The race to secure raw materials is growing increasingly competitive, in part because they are becoming more costly for battery makers. Raw materials account for 80% of the cost of a battery, up from 40% in 2015. Materials for the battery cathode, such as lithium, cobalt and nickel, have gained about 150% in the past year. Some companies, such as GM, are joining with mining firms to secure access to critical ingredients such as cobalt and lithium. Others are bringing more of their battery-cell production in-house, aiming to have more control over this core component for EVs.

Classroom discussion  questions:

  1. What can Rivian’s operations managers do to secure more battery cells?
  2. What are the major OM issues facing EV makers?

OM in the News: GM’s Strike and the Auto Supply Chain

Companies that supply parts to General Motors are being forced to idle plants and lay off workers, as a result of the national strike called by the United Auto Workers. Nearly 46,000 GM workers walked off the job last week after the UAW and GM were unable to agree on a new 4-year labor agreement. The strike is now the longest nationwide strike against GM since the 1970s.

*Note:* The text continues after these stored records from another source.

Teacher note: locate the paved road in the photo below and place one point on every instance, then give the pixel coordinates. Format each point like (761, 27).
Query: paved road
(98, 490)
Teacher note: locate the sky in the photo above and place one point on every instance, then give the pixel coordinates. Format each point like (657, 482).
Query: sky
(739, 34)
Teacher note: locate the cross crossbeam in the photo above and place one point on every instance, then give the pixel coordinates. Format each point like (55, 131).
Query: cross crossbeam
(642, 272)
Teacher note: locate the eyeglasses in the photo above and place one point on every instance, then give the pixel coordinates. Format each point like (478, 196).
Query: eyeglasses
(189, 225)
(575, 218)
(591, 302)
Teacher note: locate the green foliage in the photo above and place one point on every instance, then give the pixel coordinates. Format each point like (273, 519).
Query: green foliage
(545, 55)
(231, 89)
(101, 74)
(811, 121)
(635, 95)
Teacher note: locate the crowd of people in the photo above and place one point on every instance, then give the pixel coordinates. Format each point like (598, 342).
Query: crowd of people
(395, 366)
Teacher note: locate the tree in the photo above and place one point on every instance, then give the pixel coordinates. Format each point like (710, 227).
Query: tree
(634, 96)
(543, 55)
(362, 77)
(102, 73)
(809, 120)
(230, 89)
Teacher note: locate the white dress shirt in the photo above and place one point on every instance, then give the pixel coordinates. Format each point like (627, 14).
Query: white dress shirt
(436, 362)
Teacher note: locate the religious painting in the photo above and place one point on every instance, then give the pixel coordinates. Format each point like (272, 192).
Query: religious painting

By stopping all production at GM’s U.S. plants, the strike is also beginning to affect the web of manufacturers that produce parts that go into the company’s cars. With no vehicles being made, those companies can do little but wait until the strike ends. Every automotive assembly job impacts between 5 and 8 other jobs, reports The Wall Street Journal (Sept. 20, 2019). The companies most affected so far are those that operate on a “just-in-time” basis, delivering difficult-to-ship parts like seats and door panels to GM’s assembly plants from factories located nearby.

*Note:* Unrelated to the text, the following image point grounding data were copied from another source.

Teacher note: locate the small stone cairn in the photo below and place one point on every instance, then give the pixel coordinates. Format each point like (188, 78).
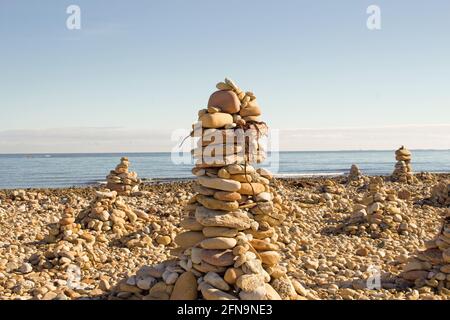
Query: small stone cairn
(228, 250)
(440, 194)
(109, 213)
(403, 169)
(122, 180)
(377, 211)
(355, 177)
(431, 267)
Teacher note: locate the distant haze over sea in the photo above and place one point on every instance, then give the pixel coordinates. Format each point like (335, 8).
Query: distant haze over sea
(66, 170)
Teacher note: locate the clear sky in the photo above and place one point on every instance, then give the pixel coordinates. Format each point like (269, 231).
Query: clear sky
(136, 70)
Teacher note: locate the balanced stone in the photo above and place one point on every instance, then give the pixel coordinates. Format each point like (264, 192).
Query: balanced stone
(121, 180)
(226, 100)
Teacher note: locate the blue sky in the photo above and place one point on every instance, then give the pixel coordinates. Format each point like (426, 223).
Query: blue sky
(147, 66)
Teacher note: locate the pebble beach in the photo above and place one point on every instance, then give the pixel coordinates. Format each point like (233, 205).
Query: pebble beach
(326, 253)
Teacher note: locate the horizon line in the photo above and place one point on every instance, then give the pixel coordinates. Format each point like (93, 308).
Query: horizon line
(143, 152)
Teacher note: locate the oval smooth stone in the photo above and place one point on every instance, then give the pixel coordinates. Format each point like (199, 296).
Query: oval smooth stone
(220, 184)
(215, 120)
(218, 243)
(226, 100)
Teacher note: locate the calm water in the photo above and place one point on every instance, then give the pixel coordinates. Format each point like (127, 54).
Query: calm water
(64, 170)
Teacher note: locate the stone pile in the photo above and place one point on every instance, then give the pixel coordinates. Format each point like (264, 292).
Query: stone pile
(109, 213)
(403, 169)
(440, 194)
(355, 176)
(431, 267)
(122, 180)
(65, 229)
(228, 250)
(377, 211)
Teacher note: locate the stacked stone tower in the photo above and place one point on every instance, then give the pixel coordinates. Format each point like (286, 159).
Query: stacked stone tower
(403, 169)
(229, 248)
(122, 180)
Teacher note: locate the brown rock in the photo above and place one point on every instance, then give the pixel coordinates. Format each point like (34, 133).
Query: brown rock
(251, 189)
(220, 258)
(211, 232)
(226, 100)
(189, 239)
(220, 243)
(270, 257)
(227, 196)
(215, 204)
(185, 287)
(232, 274)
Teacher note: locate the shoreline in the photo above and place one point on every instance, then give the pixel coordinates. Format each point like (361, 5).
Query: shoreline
(328, 263)
(168, 181)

At least three companies around Lansing, Mich., have shut down their plants that supply the two GM assembly plants nearby. Already there are signs that the work stoppage is rippling beyond just those nearby plants and into the broader automotive supply chain. A typical finished vehicle is made from roughly 30,000 individual parts manufactured by hundreds of different companies, and companies that provide products to GM will themselves have networks of suppliers.

The strike is having cross-border implications as well. GM laid off 1,200 workers at an assembly plant in Oshawa, Ontario, on account of a shortage of necessary parts that would come from the company’s U.S. plants. In the U.S., given the importance of the automotive supply chain to the country’s Midwest, a prolonged strike of more than a month could have serious implications for the region’s economy.

Classroom discussion questions:

  1. What are the OM implications of a long strike?
  2.  Which suppliers are most affected?